The rest of his message was deflating, at best, and highlighted once again the impotence of the local GOP.
There are seven seats in play on the D.C. City Council. Voters can cast ballots for four ward representatives and two at-large seats. They can also vote in the special election for the council chair, to fill the void when Kwame Brown resigned.
And D.C. is electing a representative to Congress.
How many of the political offices are being contested by Republicans? That would be two: Mary Brooks Beatty is a candidate for the at-large seat; Ronald "Mo" Moten is challenging Yvette Alexander in Ward 7. Kabel reminded his faithful to vote for Nelson Rimensnyder, a candidate for the Shadow Senate seat. It's a pretend office for a pretend party.
No Republican is challenging Del. Eleanor Holmes Norton.
The GOP minislate proves once again that the nation's capital city is a one-party town. By registration, Democrats outnumber Republicans by more than 10-1. There are about 350,000 registered Democrats and 30,000 Republicans.
D.C. does not have to be consigned to a Soviet-style political system. Granted, the District has been home to a large African-American population that tends to vote Democratic, and the majority of white residents have consistently been liberal. The local GOP has been a closed, country club society -- almost exclusively white and west of Rock Creek Park.
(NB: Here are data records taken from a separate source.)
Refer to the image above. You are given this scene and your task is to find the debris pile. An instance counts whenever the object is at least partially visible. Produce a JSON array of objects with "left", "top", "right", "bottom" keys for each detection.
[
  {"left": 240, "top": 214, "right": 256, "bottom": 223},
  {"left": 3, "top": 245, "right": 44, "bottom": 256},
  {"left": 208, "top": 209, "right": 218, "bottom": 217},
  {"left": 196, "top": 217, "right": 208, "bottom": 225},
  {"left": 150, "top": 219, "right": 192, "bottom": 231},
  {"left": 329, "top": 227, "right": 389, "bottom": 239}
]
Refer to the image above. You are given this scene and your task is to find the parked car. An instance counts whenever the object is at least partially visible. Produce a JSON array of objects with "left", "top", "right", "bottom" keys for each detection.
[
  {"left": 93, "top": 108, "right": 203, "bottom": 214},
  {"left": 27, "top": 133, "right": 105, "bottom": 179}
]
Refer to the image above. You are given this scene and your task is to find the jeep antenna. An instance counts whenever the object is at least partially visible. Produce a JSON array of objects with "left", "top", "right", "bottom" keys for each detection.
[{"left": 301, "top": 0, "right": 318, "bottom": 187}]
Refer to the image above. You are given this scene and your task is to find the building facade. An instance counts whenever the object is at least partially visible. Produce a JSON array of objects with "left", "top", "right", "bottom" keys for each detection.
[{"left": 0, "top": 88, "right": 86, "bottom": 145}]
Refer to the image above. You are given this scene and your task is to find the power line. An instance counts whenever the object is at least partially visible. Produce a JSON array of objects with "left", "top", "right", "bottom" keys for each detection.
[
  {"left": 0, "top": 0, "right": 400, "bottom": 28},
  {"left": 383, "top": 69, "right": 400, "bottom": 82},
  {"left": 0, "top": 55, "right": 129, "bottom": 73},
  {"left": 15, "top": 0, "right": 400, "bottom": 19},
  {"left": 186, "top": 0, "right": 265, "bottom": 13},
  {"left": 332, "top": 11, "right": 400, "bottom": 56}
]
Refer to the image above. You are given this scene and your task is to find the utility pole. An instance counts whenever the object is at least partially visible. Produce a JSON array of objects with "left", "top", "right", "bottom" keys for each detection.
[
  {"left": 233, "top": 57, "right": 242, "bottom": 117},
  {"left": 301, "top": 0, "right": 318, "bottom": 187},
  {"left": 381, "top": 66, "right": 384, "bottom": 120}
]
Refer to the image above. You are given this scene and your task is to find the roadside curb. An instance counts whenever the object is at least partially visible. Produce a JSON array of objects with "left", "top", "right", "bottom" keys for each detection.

But the city is changing. New residents are moving to town. The Democratic political class is coming off as shabby and corrupt, thanks to federal investigations that have brought down two sitting council members and are still delving into Mayor Vince Gray's 2010 campaign.
Why not take this opportunity to branch out and build a true alternative to the Democrats?
Paul Craney showed it can be done. Craney served as the party's executive director from 2007 until he stepped down earlier this year. He nurtured candidates to contest Democrats in ward seats. He investigated Democratic tactics and called for official probes. Craney helped start the investigation that found that Ward 5 Council member Harry Thomas Jr. had stolen $350,000 in public funds. He developed relationships with reporters. For a brief period, it almost seemed as if D.C. had two political parties.
With Craney's departure, the GOP has lapsed back to its shrunken self. The local Republicans need a makeover, starting at the top. Bob Kabel is in his fourth two-year term. He's served well but too long. His next email should announce his resignation.